Category Archives: illiteracy

Ruby Tuesday: Writing Project

RubyTuesday3
 
17.Aug.2009 001

When I discovered that I have two non-readers, A-Girl and D-Boy, in my sixth-grade language arts class, I began thinking of ways to include them as fully as possible in our literacy activities. I decided to have the kids, all of them, play with rhymes and make couplets, because poetry that rhymes is just plain fun. (I can still recite “Eletelephony,” which I memorized when I was in elementary school about 2,000 years ago.)

We spent some time coming up with several lists of words that rhyme, and kept it simple: day, may, way, play, say, etc. Then we experimented with writing couplets. Again, I kept it simple, asking the students to fill in only the last word of a couplet I had created, using the list of rhyming words that we had already generated together. Even my non-readers could copy the couplets from the board and recite them, because the musicality of poetry sticks with your ear a lot longer than pedestrian prose. (Why do you think Shakespeare has lasted so long?)

As an extension of this activity, I decided that we could collaborate and write a book of couplets together. The book I envisioned would contain lots of repetition so that A-Girl and D-Boy would, sooner or later, start catching on to the correlation between the symbols on the page and the sounds we made with our mouths. The book would also be illustrated by the students.

At first, I thought that I’d look at all the students’ illustrations and use only the very best one for each couplet in the book. I quickly abandoned that idea in favor of each student’s making his or her own book, illustrating all the couplets.

Red-shirted Glenn, whom you see in the illustration, is introduced on one page of our book that, when finished, will be twenty-eight or thirty pages long. We hope to have it “published” and ready for the parents to read by Back-to-School Night on the 26th.
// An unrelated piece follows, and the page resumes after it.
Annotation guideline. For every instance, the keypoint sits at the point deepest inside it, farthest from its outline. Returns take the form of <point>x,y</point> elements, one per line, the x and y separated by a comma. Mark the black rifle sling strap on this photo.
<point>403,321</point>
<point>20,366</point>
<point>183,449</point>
So far, the kids are having fun with this writing project—and so am I!
 

For more Ruby Tuesday photos, click here.

Sidelined

A kid who can’t write her own name
Will not be a part of the game.
She’ll wait on the side,
Morose and dull-eyed,
While others are climbing to fame.

 
© 2009 by Magical Mystical Teacher

The Adventure Begins

There are usually always some shocks in the first few days of school. For example, I’ve discovered that I have two sixth-graders who can neither read nor write—and they are not English Language Learners.

Monday I asked my sixth-graders to draw a picture of a person. First, they were to write their names on one side of a clean, white sheet of paper, and then draw an oval with ears. Then they passed the paper on to the next person, who added eyes and eyebrows. After the paper was passed again, the next student added a mouth. After one more pass, hair and other finishing touches were added. (Since I forgot to mention a nose, there are at least two noseless portraits hanging on the board.) I gave the kids crayons and let them color the pictures for about five minutes. After coloring, the pictures were given back to the student whose name was written on the back.

“This is a picture of a new student to our school,” I said. “How does he or she feel today? Is he scared? Is she angry? Does he wish he hadn’t come? Is she having a great day? Give your student a name, and then write his or her first-day-of-school story.”

I gave each student a fresh sheet of lined paper and told them they had to write a half-page story—all the way to the second punch hole in the paper. After fifteen minutes, I collected the stories.

One of them began: “This is Ben he has a Big face.” The story concludes with the observation that Ben is a friendly guy: “He like to smill at any dody” [He likes to smile at anybody].

In other stories I met Bob and Tonya and Ed.

But I became concerned when, after fifteen minutes, the only thing that A-Girl had written was “Boy has a nme”—which I took to mean “The boy has a name.” That was her whole story. Except for her name and the date, there was nothing else on the page.

I became even more concerned when I read D-Boy’s story, a half-page that looked like this:

Aexle is a solne in step for arn a keoil for arn step leoilt do a tnetoh a likiy arn of lapel elikd heoithat rad and go arn is a inem eaime is the is a arn mebi somi buibli a is amil yous uobimi bulu ilkie eanky…

I have copied D-Boy’s story “word” for “word.” It looks like some arcane language. Yet even Gaelic, which I cannot read, looks more comprehensible than D-Boy’s work. Why are students moved through five or six years of school without being able to read or write? Do you see why I’m concerned?

Let me hasten to say that I am not blaming any of D-Boy’s previous teachers. I am, however, saying that there should have been some heavy-duty intervention for this child years ago. It isn’t fair that he has landed in middle school without even being able to recognize basic sight words.

Can I do anything to help D-Boy and A-Girl learn to read and write between now and the end of the school year? I don’t know—but I’m about to find out.

What an adventure this year is shaping up to be!